Leonard Nubuasah, coordinatore nazionale della Fondazione Olinga (al centro a sinistra) alla cerimonia di premiazione.

«L’istruzione», afferma Leslie Casely-Hayford, direttrice della Olinga Foundation, «non è necessaria solo per il progresso individuale; è essenziale per la capacità di una società di prosperare».

La dottoressa Casely-Hayford fa riferimento all’affermazione di Bahá’u’lláh secondo la quale la conoscenza è “come le ali per la vita dell’uomo” e ha aggiunto: “Una società che non cerca di risolvere il problema dell’alfabetizzazione indebolisce la propria energia creativa e limita la propria capacità di affrontare ogni altra sfida, dal sostegno all’uguaglianza tra donne e uomini al miglioramento della sicurezza alimentare e della resilienza climatica”.

Intessere le lezioni con principi

Come accade in molte organizzazioni di ispirazione bahá’í, il lavoro di alfabetizzazione della Fondazione si propone di coniugare lo sviluppo delle competenze tecniche con lo scopo morale.

Le lezioni sono organizzate attorno a un principio (umiltà, sincerità, giustizia), che esorta gli studenti a riflettere su come quel principio possa orientare le loro scelte a casa, a scuola o nella comunità in senso lato.

I programmi della Fondazione Olinga promuovono negli insegnanti un profondo senso di scopo e di connessione con i loro studenti.

Gli insegnanti aiutano poi la classe a trasformare la comprensione della lettura in discussione, riflessione e piccoli atti di servizio.

I programmi della Fondazione dedicano particolare attenzione all’emancipazione delle donne. “Invitiamo sia i presidi che gli insegnanti a riconsiderare le proprie impostazioni”, spiega uno dei facilitatori dell’organizzazione, “per far sì che durante le lezioni vengano adottate procedure che portino ogni bambino, maschio o femmina, nel cuore della classe”.

I programmi della Fondazione attribuiscono particolare importanza all’emancipazione delle donne.

I risultati sono sorprendenti. “Quando una bambina che prima se ne stava seduta in silenzio inizia a leggere ad alta voce, la sua sicurezza in sé stessa è edificante per tutta la classe”, ha commentato Nubuasah. Secondo l’opinione dei membri dello staff, questa autostima si estende ben oltre le mura dell’aula: le bambine acquisiscono e trasmettono le loro conoscenze su pratiche igieniche e sanitarie migliori e fanno scelte consapevoli sul loro futuro – cambiamenti che si irradiano all’esterno, al benessere della famiglia, e tra i quali rientrano, in età più adulta quando saranno madri, tassi di mortalità infantile più bassi.

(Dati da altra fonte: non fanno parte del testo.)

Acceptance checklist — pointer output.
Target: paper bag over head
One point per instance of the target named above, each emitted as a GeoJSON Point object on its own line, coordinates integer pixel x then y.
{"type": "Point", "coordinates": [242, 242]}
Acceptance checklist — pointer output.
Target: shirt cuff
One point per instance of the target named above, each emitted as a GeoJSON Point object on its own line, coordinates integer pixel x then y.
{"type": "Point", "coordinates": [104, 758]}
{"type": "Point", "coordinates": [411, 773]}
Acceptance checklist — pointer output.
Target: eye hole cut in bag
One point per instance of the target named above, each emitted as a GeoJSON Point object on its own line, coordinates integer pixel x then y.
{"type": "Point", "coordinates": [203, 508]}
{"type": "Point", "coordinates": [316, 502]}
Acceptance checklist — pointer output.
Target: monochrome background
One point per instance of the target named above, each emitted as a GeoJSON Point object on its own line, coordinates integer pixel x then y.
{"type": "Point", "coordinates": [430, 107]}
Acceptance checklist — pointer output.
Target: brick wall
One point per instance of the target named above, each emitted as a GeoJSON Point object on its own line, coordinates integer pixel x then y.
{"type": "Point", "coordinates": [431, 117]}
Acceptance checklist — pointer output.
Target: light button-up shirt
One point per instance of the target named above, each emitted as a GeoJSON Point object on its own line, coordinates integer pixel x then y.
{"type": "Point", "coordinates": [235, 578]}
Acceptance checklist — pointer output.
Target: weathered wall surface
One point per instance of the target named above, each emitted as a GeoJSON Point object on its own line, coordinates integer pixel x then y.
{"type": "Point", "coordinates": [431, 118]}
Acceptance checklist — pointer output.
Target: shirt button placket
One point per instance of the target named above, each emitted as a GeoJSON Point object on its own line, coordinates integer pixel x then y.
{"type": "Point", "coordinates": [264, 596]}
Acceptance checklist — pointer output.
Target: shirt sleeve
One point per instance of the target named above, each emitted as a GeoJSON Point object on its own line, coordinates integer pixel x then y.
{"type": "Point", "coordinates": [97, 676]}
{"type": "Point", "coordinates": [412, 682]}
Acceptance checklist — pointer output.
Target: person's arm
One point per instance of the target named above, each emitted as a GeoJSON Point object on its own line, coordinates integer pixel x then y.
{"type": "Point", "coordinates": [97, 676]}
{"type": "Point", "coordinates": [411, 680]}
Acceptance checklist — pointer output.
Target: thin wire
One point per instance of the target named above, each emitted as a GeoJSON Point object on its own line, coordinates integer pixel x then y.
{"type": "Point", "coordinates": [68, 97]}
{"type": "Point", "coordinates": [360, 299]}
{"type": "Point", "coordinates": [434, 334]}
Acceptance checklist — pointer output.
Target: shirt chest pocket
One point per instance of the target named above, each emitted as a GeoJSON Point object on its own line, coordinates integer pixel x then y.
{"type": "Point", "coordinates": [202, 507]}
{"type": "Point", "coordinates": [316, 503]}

Una sessione di formazione per gli insegnanti.

“L’alfabetizzazione amplia gli orizzonti di un o una giovane”, ha aggiunto la dottoressa Casely-Hayford. “Una ragazza che legge molto comincia a immaginare sé stessa come una persona che contribuisce alla propria comunità. Questo senso meglio definito di identità e di scopo è una delle protezioni più sicure contro le pressioni, per esempio, di una gravidanza precoce”.

Rafforzare le basi per la prosperità

Entro nove mesi dall’adozione del programma da parte di una scuola, la percentuale di alunni che legge bene aumenta solitamente da circa un quarto a ben oltre la metà.

“Quando i genitori si rendono conto che i propri figli sanno leggere ad alta voce, torna la speranza”, ha spiegato la dottoressa Casely-Hayford.

Le lezioni dei programmi di alfabetizzazione della Fondazione Olinga ruotano attorno a un principio (umiltà, sincerità, giustizia), che esorta gli studenti a riflettere su come quel principio possa orientare le loro scelte a casa, a scuola o nella comunità in senso lato.

“Famiglie, che già alle scuole medie avrebbero potuto ritirare i propri figli, cominciano ora ad incoraggiarli e la comunità ne sente il sollievo”, ha affermato.

In un suo commento sul percorso di studenti, insegnanti e comunità, Nubuasah ha affermato: “L’alfabetizzazione è una porta, ma ciò che conta di più è ciò che i bambini portano con sé varcando quella porta: la capacità di consultarsi, di servire, di costruire unità ovunque vadano”.